Sunday, August 7, 2011


No one disputes the power of words.  At least no one with a brain. If you do, please be quiet.

Consider the word BELT. 

Belt the jerk in the kisser.

Buckle your seat belt. Win the bull rider trophy belt. Drive around the beltway. Preserve the green belt. Get burned in the Sun Belt. Freeze your buns off in the Snow Belt. Have a stiff belt of Jack Daniels. Wear a funky belt with your new jeans. Belt out "I Did It My Way" in the shower. Move out of the Bible belt.
A Google search of BELT nets 27,900 results in .18 seconds. After scrolling past seductive shopping choices and the Wikifakepedia listing, a disturbing entry caught my eye.... In the ‘Stroke Belt,’ Erosion of Memory Is More Likely Too. *

The article states that folks living below the Grits Line “have long been known to have more strokes and to be more likely to die from them than people living elsewhere in the country.”
I once lived in Georgia. . . and moved away. I once lived in North Carolina. . . and moved away. I didn't realize the locations were lethal.  I just thought the music was bad.

In case you have never heard of the Grits Line, once you cross it going from north to south, it is the point at which you are automatically served grits instead of toast with your breakfast order.
Breakfast Below the Grits Line
"Southerners are also more likely to experience a decline in cognitive ability over several years - specifically, problems with memory and orientation." I knew living there was hot and sticky, but I had no idea it would make my mind move to Philadelphia while my body stayed in Dixie.

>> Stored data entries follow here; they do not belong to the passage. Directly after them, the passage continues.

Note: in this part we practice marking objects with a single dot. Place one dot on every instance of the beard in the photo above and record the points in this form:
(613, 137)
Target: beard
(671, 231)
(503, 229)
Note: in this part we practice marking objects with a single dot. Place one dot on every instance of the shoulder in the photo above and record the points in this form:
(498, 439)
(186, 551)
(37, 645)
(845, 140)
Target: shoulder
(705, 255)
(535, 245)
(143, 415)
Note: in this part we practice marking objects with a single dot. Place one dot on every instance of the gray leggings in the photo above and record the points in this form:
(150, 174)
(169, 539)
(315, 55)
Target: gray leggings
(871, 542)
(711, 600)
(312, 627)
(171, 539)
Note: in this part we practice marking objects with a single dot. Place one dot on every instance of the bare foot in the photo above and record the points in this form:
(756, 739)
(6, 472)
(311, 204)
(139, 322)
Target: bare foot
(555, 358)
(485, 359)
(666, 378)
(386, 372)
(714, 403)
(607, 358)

“Experts do not know exactly why more strokes occur in the region stretching across Alabama, Arkansas, Georgia, Louisiana, Mississippi, North Carolina, South Carolina and Tennessee (sometimes additional Southern states are included in the stroke belt).”

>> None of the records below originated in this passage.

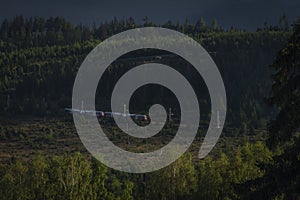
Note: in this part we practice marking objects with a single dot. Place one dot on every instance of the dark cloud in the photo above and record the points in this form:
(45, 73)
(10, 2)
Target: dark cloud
(241, 13)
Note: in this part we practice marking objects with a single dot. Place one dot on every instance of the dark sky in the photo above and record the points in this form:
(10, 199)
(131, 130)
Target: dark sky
(247, 14)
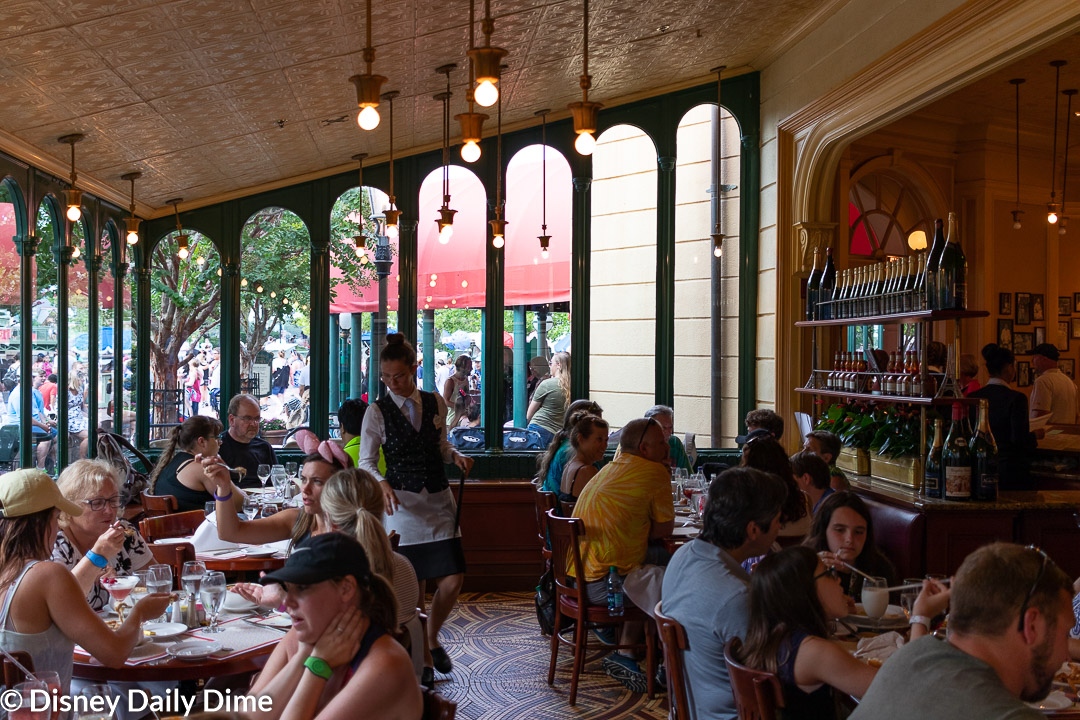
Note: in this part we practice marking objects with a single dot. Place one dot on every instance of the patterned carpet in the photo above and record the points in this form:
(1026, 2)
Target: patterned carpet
(500, 668)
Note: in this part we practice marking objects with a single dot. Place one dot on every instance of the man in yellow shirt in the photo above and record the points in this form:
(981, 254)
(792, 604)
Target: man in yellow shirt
(626, 504)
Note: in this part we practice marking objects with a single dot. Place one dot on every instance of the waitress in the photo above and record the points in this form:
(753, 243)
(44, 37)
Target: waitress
(409, 425)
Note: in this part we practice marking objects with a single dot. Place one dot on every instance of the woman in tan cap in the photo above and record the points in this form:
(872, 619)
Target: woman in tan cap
(42, 609)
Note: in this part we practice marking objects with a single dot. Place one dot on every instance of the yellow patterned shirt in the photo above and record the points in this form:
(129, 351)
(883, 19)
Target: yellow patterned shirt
(618, 507)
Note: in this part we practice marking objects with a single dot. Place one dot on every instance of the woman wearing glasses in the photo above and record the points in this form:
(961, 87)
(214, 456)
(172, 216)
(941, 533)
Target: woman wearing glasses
(96, 542)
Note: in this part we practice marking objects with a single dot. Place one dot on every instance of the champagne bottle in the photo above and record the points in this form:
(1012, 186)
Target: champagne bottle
(953, 271)
(984, 457)
(956, 459)
(813, 285)
(932, 475)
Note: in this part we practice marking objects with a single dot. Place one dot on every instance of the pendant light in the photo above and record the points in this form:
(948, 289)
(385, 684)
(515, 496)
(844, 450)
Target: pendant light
(72, 197)
(392, 213)
(472, 123)
(132, 222)
(181, 240)
(445, 219)
(367, 84)
(1052, 207)
(1016, 213)
(360, 241)
(584, 112)
(543, 238)
(487, 62)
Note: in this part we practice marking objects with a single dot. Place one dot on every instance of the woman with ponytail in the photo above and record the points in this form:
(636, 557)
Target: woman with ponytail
(177, 474)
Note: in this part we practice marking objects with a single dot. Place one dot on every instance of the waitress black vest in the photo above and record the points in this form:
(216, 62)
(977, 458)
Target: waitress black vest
(414, 461)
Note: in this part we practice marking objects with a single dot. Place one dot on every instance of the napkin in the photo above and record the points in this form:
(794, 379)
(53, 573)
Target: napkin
(879, 648)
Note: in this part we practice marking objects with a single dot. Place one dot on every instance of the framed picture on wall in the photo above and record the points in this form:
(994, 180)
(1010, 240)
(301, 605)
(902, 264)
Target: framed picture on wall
(1023, 343)
(1023, 308)
(1023, 375)
(1038, 308)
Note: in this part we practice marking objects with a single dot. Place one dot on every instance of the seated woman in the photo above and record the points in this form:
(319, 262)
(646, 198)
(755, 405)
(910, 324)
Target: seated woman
(337, 661)
(43, 611)
(589, 440)
(177, 473)
(95, 543)
(844, 530)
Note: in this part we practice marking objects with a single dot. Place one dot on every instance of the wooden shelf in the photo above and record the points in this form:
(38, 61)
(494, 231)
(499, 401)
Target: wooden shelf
(896, 318)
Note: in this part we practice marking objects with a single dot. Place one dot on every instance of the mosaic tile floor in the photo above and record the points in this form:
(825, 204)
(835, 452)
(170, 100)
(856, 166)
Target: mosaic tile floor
(500, 668)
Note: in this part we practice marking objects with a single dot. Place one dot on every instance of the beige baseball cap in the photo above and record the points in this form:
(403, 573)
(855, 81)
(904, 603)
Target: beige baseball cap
(28, 490)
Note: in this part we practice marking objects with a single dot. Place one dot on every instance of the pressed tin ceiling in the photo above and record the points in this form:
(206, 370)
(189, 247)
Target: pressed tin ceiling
(208, 97)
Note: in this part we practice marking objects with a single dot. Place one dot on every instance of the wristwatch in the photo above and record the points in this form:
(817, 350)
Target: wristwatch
(319, 667)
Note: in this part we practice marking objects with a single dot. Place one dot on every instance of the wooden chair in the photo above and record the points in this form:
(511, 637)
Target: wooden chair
(673, 635)
(154, 505)
(572, 601)
(757, 693)
(176, 525)
(436, 707)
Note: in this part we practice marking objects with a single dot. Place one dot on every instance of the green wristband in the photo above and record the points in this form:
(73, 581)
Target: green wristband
(319, 667)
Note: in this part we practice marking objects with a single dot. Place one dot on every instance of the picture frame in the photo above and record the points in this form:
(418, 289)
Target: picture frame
(1023, 343)
(1023, 374)
(1038, 308)
(1004, 333)
(1023, 308)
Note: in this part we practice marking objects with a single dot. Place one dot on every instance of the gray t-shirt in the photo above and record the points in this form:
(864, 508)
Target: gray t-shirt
(707, 593)
(930, 679)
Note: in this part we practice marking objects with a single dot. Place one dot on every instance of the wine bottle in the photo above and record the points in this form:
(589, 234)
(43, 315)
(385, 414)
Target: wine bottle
(932, 474)
(984, 457)
(956, 459)
(933, 259)
(953, 271)
(813, 283)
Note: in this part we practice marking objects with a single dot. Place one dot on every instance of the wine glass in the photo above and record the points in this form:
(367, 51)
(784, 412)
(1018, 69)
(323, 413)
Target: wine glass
(213, 596)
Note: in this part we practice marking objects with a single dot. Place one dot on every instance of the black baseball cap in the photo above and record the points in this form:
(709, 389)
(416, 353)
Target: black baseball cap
(322, 557)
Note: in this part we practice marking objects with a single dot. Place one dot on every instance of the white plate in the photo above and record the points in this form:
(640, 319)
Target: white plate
(162, 630)
(194, 649)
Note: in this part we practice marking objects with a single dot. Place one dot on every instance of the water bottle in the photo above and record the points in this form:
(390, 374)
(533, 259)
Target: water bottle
(615, 592)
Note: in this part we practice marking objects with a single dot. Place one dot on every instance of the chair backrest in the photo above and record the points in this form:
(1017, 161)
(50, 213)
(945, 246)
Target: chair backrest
(154, 505)
(673, 636)
(757, 693)
(436, 707)
(176, 525)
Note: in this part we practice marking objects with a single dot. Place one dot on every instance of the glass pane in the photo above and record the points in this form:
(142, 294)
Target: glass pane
(623, 293)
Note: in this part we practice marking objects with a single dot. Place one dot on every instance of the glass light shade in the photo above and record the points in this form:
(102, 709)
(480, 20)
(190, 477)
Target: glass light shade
(368, 118)
(486, 94)
(585, 144)
(470, 151)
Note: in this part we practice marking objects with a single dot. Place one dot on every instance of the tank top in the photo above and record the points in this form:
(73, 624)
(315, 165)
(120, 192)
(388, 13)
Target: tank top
(50, 650)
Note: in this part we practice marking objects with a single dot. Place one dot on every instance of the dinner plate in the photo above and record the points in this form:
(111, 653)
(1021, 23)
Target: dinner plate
(162, 630)
(192, 650)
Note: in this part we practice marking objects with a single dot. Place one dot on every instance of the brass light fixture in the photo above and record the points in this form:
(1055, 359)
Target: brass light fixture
(72, 197)
(392, 213)
(445, 219)
(368, 85)
(132, 222)
(181, 240)
(472, 123)
(584, 112)
(360, 242)
(487, 62)
(1052, 206)
(1016, 213)
(543, 238)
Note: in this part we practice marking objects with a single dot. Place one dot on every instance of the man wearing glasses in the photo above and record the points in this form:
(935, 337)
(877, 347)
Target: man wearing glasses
(241, 447)
(1008, 634)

Is it the deep fried possum, fried catfish, hushpuppies, fried ham, red-eye gravy and Moon Pies craved by the sons and daughters of Dixie? Too much porch sitting? Too many hours of “Dukes of Hazard” reruns?
Maybe.  Maybe not.  Researchers continue to investigate.

Dr. Gustavo C. Roman, head of the neuroepidemiology section of the American Academy of Neurology says, “This should be a very strong alarm signal.”

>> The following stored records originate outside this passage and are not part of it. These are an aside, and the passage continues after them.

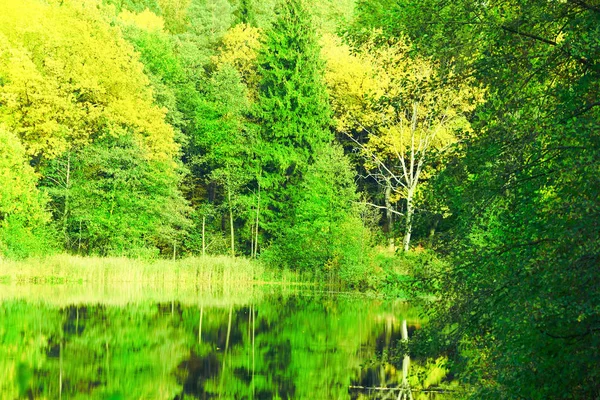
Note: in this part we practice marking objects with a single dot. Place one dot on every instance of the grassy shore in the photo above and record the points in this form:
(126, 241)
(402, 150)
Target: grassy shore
(77, 279)
(65, 269)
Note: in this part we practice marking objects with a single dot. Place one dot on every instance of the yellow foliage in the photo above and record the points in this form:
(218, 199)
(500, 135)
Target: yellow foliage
(68, 76)
(375, 88)
(239, 48)
(175, 14)
(352, 82)
(145, 20)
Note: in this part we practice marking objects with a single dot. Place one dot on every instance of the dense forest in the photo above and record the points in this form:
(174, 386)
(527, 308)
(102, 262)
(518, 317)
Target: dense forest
(459, 138)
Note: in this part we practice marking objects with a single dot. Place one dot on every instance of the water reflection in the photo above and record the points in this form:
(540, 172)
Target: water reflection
(294, 345)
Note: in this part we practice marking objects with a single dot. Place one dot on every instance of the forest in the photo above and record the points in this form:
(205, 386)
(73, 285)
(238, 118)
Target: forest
(448, 150)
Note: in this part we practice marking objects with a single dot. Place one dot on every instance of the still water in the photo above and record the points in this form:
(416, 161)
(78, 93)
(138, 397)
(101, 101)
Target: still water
(257, 342)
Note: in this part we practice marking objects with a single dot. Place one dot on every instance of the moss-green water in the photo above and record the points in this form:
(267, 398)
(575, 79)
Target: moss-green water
(127, 336)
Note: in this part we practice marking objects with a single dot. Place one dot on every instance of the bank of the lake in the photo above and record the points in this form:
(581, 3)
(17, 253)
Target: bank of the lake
(99, 328)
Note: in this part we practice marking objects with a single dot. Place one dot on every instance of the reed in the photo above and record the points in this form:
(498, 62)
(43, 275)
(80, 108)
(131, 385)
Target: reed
(195, 271)
(67, 279)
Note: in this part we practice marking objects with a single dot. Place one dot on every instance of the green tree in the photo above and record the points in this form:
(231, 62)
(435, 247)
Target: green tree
(519, 299)
(292, 112)
(24, 220)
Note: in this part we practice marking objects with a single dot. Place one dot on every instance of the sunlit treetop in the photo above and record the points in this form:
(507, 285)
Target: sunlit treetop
(69, 77)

Well, duh, Gustavo.  Do you live in Alabama?  Is it already happening to you?

“If you want to keep your marbles, you need to control your blood pressure, excessive weight and other risk factors for stroke.”
Probably Not Keeping Her Marbles

Oh, yes please.  I do want to keep my marbles.
Dr. George Howard, chairman of the biostatistics department at the University of Alabama and principal investigator of the study said, “One of the things we are concerned about is, it does sort of reinforce every negative stereotype about the South, that there are these slow hicks down here.”
Congratulations, Dr. Howard!  
Dr. Howard has just been awarded The Ulysses S. Grant Most Hated Man in the South Award for 2011.